Evel Knievel's Son + a Return to The Rocket Ride to Hell! - OZY | A Modern Media Company

Evel Knievel's Son + a Return to The Rocket Ride to Hell!

Evel Knievel's Son + a Return to The Rocket Ride to Hell!

By Eugene S. Robinson


Because badass never dies.

By Eugene S. Robinson

In this occasional series, OZY takes to streets and neighborhoods across the globe to ask a simple question: “How was your day?”

Kelly Knievel
Las Vegas, Nevada

It’s fucking hot here … 112 degrees. And I’m trying to drive my kids somewhere, but I’m gearing up, as the owner of Evel Knievel’s intellectual property rights, for this September 17th thing we got going on. We got Scott Truax, this vagabond engineer who, like, lives in his car, redesigning the rocket for another try at getting over the Snake River Canyon in Twin Falls, Idaho. The same one my father tried and didn’t pull off. He’s got this professional stuntman, Eddie Braun, who must have been drinking when he agreed to this, to do it.

High-octane hellfire!

eddie kelly x2

Source Photo courtesy of Kelly Knievel

The rocket itself, and it’s like strapping yourself to a tin can, is a 10,000-horsepower rocket, and it goes from, like, zero to 300 mph in about three seconds, so you’d have to be drinking to even consider it. But Eddie, after a long career as a stuntman, wanted this to be his last stunt, so he waited 40 years for this. And Scott’s father, Robert, was my father’s engineer on it the first time around [on Sept. 8, 1974, Evel Knievel attempted the mile-long jump in a specially engineered rocket motorcycle], so he wanted to see if he could design it so he pulled it off this time. The problem the last time was that as the rocket motorcycle hit the takeoff ramp, the parachute deployed right away. It was a mistake, but it was really too dangerous to try again.

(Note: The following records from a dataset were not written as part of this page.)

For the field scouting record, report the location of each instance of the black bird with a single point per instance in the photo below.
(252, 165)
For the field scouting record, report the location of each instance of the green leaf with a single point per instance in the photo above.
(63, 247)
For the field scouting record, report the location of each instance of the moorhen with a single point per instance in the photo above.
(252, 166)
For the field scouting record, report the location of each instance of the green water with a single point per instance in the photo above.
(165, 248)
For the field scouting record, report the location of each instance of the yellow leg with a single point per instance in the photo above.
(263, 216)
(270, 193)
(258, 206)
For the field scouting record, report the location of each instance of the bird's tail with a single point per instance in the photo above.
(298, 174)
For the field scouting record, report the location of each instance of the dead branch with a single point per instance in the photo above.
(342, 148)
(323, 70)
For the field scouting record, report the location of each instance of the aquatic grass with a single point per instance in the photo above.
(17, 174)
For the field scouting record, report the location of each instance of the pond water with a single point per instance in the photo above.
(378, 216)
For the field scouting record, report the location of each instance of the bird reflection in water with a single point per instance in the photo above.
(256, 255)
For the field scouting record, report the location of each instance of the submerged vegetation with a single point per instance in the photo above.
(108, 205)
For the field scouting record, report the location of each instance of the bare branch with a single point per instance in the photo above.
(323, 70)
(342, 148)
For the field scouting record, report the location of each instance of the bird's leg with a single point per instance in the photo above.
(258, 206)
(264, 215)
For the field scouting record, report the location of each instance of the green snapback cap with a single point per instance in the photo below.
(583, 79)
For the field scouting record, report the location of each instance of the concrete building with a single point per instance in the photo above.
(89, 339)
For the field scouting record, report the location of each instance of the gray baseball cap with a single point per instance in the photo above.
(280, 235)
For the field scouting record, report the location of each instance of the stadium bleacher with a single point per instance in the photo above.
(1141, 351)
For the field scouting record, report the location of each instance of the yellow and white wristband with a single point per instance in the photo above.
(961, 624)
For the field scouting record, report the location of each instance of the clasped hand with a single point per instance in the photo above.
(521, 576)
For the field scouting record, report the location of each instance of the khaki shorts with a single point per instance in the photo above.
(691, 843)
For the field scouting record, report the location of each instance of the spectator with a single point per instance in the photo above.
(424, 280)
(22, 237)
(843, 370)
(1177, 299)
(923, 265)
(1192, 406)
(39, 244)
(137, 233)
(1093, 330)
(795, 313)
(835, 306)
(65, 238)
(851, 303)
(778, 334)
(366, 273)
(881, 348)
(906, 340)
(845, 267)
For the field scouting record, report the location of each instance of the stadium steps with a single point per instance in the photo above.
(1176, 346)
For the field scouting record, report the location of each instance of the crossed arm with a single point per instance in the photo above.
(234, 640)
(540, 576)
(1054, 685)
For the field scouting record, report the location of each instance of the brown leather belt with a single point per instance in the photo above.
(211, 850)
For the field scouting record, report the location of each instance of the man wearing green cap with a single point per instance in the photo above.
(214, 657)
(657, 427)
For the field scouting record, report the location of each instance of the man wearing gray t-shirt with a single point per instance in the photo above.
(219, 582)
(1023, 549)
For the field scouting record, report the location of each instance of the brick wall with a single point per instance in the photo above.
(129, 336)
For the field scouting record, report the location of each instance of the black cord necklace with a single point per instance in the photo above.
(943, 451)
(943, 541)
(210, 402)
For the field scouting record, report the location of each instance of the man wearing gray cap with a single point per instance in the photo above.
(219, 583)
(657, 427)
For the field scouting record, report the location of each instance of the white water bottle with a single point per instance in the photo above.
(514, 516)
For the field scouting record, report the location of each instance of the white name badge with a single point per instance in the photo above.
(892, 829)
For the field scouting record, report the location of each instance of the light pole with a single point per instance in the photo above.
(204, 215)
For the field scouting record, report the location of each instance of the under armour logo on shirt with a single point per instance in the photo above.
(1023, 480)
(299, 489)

Using the same technology, spare parts from the first one and the same design as last time with some minor improvements, they want to give it a try. So we got clearances from local governments and the Federal Aviation Administration, and we’re working on sponsors now. I’ve no idea what it’ll be like, but I’m sure it’ll be entertaining. I used to ride myself, but crashed too many times. I remember my dad letting me sit in the old one when I was 14, and it really was like being tied to a can and looking right up at the sky. I got in the new one, and it was just as scary. I was really nervous when my father tried it, but Eddie’s financing this on a shoestring, so it’s part of a dream he’s got. But this really might not be the smartest idea. 

But, you know, when he was a kid, Eddie met my dad, so this really means something to him. When he came to ask what I think about it? I told him like I told you: Crazy, but I ain’t going to stop you. And so far he’s not being stopped.